Can You Catch Thrush From Someone Else?

Thrush is not typically contagious between adults with healthy immune systems. You’re unlikely to develop it from kissing someone who has it or sharing utensils, because the Candida species involved already lives in your mouth. The infection depends far more on your internal conditions than on exposure from another person. That said, if you’re immunocompromised or taking medications that raise your risk, avoiding contact with another person’s saliva during an active infection is a reasonable precaution.
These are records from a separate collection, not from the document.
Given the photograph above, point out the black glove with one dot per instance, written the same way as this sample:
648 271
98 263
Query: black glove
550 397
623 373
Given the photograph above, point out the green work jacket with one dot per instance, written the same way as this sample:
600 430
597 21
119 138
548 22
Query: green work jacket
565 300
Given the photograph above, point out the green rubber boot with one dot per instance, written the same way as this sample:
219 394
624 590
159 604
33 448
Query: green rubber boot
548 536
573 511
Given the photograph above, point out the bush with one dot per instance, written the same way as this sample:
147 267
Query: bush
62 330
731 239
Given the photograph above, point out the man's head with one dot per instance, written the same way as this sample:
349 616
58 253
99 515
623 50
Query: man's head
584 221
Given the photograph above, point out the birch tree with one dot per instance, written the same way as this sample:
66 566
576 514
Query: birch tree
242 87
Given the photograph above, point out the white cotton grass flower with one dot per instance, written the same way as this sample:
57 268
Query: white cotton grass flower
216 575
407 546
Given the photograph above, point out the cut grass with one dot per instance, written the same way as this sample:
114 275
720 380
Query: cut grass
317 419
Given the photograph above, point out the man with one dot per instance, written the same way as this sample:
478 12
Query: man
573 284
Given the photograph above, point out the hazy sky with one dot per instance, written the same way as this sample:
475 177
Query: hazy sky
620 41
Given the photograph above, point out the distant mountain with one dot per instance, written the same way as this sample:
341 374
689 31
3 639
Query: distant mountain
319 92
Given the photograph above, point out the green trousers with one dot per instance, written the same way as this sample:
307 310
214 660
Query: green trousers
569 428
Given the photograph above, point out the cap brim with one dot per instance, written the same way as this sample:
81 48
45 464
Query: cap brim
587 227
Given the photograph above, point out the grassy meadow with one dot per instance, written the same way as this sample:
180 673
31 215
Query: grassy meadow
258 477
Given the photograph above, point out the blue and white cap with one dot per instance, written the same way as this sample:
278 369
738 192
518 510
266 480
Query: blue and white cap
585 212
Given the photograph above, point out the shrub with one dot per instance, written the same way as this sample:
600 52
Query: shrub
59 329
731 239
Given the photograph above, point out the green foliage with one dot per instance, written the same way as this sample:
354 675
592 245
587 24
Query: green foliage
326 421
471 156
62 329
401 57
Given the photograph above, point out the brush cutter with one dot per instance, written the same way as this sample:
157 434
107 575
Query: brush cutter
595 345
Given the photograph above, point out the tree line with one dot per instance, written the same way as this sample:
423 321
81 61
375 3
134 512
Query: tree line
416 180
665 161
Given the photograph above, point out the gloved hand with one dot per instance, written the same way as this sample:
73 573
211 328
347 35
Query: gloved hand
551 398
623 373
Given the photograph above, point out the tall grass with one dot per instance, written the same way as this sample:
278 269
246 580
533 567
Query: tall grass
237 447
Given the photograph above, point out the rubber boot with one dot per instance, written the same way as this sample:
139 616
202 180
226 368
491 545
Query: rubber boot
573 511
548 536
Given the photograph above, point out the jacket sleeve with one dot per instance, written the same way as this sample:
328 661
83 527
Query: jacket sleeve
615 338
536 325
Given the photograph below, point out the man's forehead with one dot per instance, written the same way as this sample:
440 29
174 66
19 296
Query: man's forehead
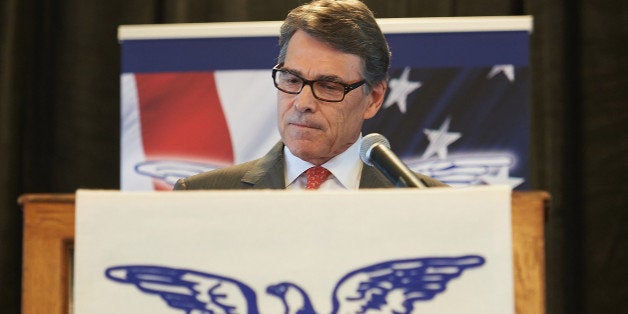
309 56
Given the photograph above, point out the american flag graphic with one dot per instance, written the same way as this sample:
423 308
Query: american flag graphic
457 106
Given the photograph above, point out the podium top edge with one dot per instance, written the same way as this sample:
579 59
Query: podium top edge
271 28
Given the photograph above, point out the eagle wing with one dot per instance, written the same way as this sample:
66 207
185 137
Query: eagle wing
188 290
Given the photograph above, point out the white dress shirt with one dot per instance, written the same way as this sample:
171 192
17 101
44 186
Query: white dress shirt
345 169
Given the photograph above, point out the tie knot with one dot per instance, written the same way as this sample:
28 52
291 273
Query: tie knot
315 177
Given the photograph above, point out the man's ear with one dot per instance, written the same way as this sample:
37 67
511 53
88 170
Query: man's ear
376 98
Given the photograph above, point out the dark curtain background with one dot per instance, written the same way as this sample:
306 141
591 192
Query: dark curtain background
59 119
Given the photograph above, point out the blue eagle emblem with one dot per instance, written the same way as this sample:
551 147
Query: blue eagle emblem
390 287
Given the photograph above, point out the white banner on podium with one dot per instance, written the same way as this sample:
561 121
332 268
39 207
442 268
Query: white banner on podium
376 251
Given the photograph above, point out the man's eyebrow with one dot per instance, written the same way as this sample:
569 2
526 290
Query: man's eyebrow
326 78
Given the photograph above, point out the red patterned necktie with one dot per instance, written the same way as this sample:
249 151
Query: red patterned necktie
315 177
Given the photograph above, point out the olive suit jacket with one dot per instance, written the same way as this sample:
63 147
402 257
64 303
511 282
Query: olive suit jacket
267 172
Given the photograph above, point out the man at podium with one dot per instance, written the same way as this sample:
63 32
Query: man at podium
331 76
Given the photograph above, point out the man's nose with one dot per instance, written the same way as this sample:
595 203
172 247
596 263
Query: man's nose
305 100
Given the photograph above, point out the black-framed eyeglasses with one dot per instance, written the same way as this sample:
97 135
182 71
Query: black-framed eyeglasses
330 91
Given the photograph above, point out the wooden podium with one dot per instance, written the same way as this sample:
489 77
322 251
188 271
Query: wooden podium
49 238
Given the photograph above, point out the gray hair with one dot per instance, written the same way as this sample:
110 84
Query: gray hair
346 25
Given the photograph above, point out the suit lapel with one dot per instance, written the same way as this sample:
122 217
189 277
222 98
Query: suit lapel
268 172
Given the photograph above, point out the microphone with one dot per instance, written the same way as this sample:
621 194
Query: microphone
375 151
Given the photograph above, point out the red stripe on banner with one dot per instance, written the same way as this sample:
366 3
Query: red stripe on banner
182 118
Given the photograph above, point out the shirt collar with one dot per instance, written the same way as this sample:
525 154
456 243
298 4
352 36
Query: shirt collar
345 167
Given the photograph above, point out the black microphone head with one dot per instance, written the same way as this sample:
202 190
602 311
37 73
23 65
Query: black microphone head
368 142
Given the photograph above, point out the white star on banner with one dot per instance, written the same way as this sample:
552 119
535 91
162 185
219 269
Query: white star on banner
439 140
507 69
400 88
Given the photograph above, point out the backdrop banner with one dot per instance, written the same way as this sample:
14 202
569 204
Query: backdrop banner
196 97
381 251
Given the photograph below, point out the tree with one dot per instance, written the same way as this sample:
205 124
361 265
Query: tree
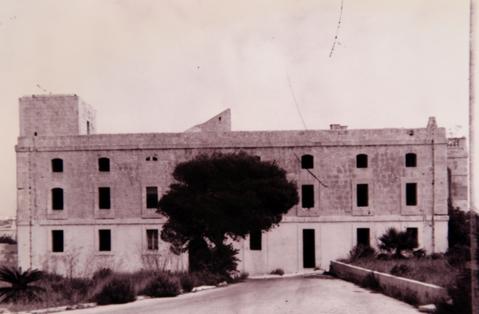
221 197
394 241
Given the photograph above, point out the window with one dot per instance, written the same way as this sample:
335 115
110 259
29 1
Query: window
103 164
307 196
411 194
104 240
151 197
104 198
361 161
255 240
410 160
362 195
362 235
152 239
57 240
57 165
412 234
307 162
57 199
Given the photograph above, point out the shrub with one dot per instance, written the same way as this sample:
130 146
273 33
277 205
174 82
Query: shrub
394 241
164 285
277 271
102 273
361 251
116 291
399 270
21 287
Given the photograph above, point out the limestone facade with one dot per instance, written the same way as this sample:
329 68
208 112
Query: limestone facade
105 219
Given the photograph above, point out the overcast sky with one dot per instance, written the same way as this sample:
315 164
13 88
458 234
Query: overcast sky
163 66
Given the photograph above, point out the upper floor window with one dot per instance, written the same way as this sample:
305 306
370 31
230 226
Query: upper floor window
411 194
152 239
151 197
104 164
57 199
307 162
362 195
57 240
57 165
410 160
307 195
255 240
104 240
104 198
361 161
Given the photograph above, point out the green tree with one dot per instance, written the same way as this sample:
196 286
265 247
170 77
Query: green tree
221 197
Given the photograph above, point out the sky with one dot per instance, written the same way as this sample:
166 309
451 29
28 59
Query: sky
164 66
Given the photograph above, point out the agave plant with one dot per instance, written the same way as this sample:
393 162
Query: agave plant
21 287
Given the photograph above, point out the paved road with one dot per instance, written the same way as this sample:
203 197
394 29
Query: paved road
288 295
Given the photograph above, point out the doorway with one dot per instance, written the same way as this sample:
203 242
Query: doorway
309 252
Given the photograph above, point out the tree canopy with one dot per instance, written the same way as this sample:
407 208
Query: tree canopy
220 196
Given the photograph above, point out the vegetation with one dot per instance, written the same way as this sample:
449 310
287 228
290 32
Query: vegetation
220 198
21 287
395 242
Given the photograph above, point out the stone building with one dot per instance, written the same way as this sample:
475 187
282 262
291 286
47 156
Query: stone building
88 200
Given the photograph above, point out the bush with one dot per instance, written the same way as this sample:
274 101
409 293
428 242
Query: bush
277 271
361 251
116 291
399 270
164 285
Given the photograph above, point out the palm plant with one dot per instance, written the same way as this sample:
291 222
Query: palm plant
21 287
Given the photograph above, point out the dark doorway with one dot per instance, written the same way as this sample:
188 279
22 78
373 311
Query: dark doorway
309 254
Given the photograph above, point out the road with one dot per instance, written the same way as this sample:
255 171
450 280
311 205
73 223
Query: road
288 295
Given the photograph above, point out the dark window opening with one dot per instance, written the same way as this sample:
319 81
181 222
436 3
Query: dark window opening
307 162
104 240
412 234
57 165
410 160
361 161
57 240
307 196
255 240
151 197
411 194
152 239
57 199
362 195
362 235
104 198
104 164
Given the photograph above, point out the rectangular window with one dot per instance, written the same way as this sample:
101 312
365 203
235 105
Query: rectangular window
104 240
57 199
412 234
307 196
152 239
362 195
411 194
104 198
362 235
151 197
255 240
57 240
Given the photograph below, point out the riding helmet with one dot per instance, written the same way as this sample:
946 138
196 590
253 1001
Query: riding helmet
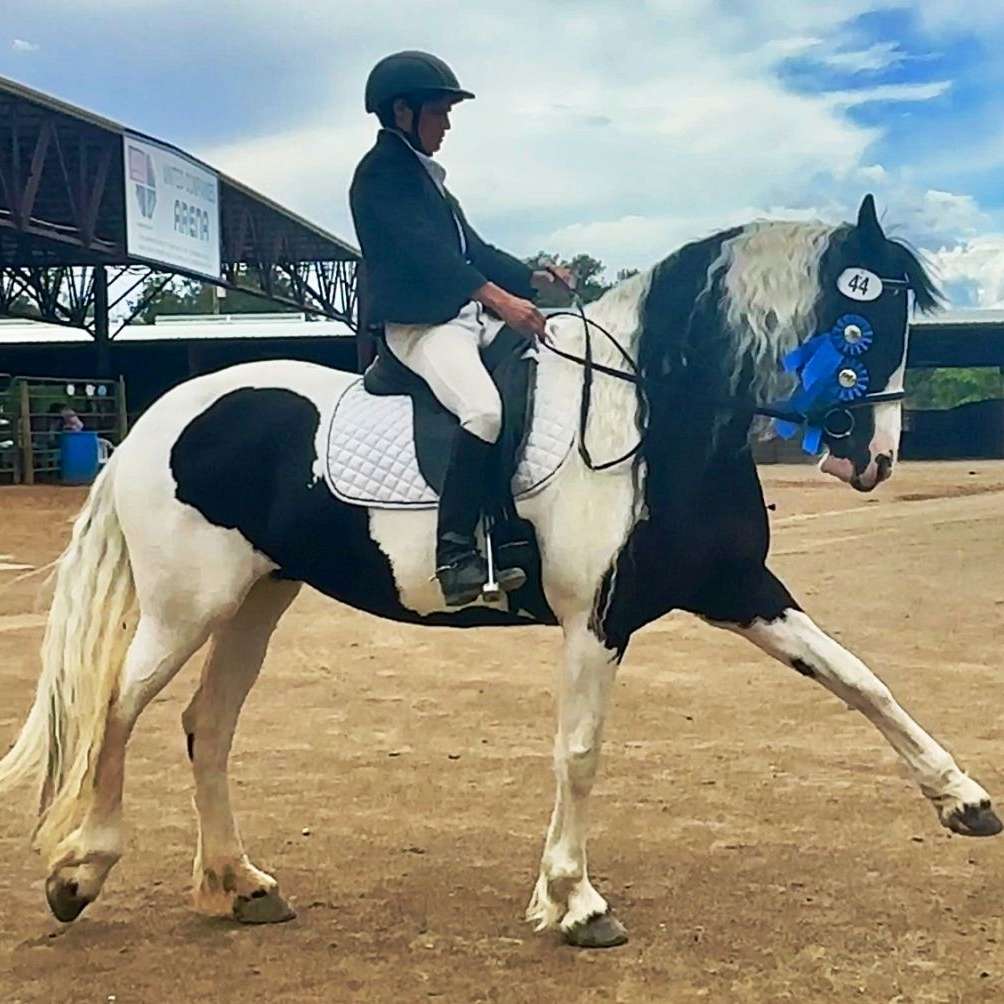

What Thrush Looks and Feels Like

The classic sign is creamy white patches on the tongue, inner cheeks, roof of the mouth, or back of the throat. These patches can sometimes be wiped away, revealing red or raw tissue underneath. You might also notice a cottony feeling in the mouth, loss of taste, or a burning sensation, particularly when eating acidic or spicy foods. Some people experience cracking and redness at the corners of the mouth. In more advanced cases, the infection can spread to the throat and make swallowing painful.

Mild cases in otherwise healthy adults sometimes resolve on their own once the triggering factor is addressed, such as finishing a course of antibiotics or improving denture hygiene. Persistent or recurrent thrush, especially without an obvious cause, warrants investigation into what’s driving the immune disruption.